カリウムはナトリウムを排出する作用があり、塩分の摂りすぎ対策に役立ちます。また、マグネシウムは骨を構成し、亜鉛は免疫系を助けるはたらきがある栄養素です。(※2,15,16,17)
*脂質が少ない
米粉に含まれる脂質の量は100gあたり0.7gとごく少量です。また、揚げ物の衣にした場合の吸油率が小麦粉より低いというメリットがあります。
そのため、揚げ物や焼き物など小麦粉を使う料理を作るとき、代用品として米粉を活用することで低脂質な食卓作りに役立ちます。脂質の摂取量を抑えたい方や、ヘルシー志向の方におすすめです。(※1,2)
*グルテンフリーでアレルギー対応
米粉は小麦粉とは違って、アレルギー症状を引き起こす「グルテン」が含まれていません。そのため、小麦 アレルギーの方の代替食品として役立ちます。

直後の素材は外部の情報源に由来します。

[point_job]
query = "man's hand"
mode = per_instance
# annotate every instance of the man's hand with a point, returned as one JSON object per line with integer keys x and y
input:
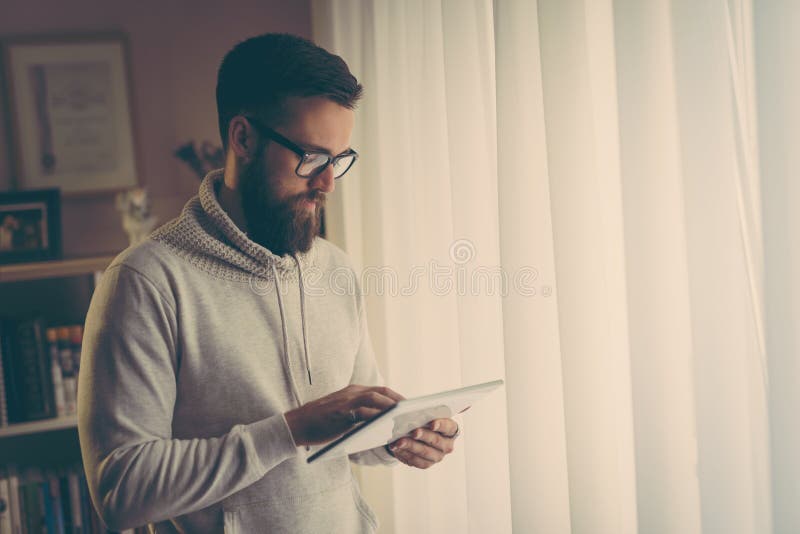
{"x": 427, "y": 445}
{"x": 331, "y": 416}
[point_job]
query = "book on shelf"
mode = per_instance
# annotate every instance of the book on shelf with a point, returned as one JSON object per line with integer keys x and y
{"x": 51, "y": 501}
{"x": 38, "y": 369}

シチューやポタージュのとろみをつけるときや、パン作りに米粉を使ってみてはいかがでしょうか。(※1,18)
米粉の種類と栄養の違い

*うるち米粉・もち米粉・玄米粉の栄養面での違い
もち米を原料とする「白玉粉」や、玄米を原料とする「玄米粉」は、うるち米から作られる一般的な米粉(上新粉)と栄養価が異なります。

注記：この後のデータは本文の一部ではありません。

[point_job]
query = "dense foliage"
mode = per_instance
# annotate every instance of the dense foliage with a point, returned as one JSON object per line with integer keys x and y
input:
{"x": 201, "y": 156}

白玉粉は米粉と比べると、たんぱく質や鉄が多く含まれます。玄米粉は米粉よりもたんぱく質や食物繊維、亜鉛や鉄などのミネラルがさらに豊富で、ビタミンEを含んでいるのが特徴です。(※2,16,17)
*用途に応じた栄養面からの選び方
一般的な米粉や玄米粉は料理やパン、お菓子作りなどに幅広く使えますが、白玉粉は団子や求肥などの和菓子作りに適しています。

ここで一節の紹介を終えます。